MatrixConstruction - Used when OperationType is D3D12_LINEAR_ALGEBRA_OPERATION_TYPE_MATRIX_CONSTRUCTION.
WaveMatrixMultiply - Used when OperationType is D3D12_LINEAR_ALGEBRA_OPERATION_TYPE_WAVE_MATRIX_MULTIPLY.
ThreadGroupMatrixMultiply - Used when OperationType is D3D12_LINEAR_ALGEBRA_OPERATION_TYPE_THREADGROUP_MATRIX_MULTIPLY.

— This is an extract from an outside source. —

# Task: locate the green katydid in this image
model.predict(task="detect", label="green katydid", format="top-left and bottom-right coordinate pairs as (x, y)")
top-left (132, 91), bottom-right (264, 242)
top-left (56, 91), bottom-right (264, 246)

ThreadVectorMatrixMultiply - Used when OperationType is D3D12_LINEAR_ALGEBRA_OPERATION_TYPE_THREAD_VECTOR_MATRIX_MULTIPLY.ThreadOuterProductSupport - Used when OperationType is D3D12_LINEAR_ALGEBRA_OPERATION_TYPE_THREAD_OUTER_PRODUCT. Output formats from outer product must be supported for accumulate-store.
AccumulateStore - Used when OperationType is D3D12_LINEAR_ALGEBRA_OPERATION_TYPE_ATOMIC_ACCUMULATE_STORE.// I have a shader that tries to use wave scope matrix multiplication with MxKxN = 64x64x64, FP16xFP16->FP32.
// Query if it's valid for me to use that shader.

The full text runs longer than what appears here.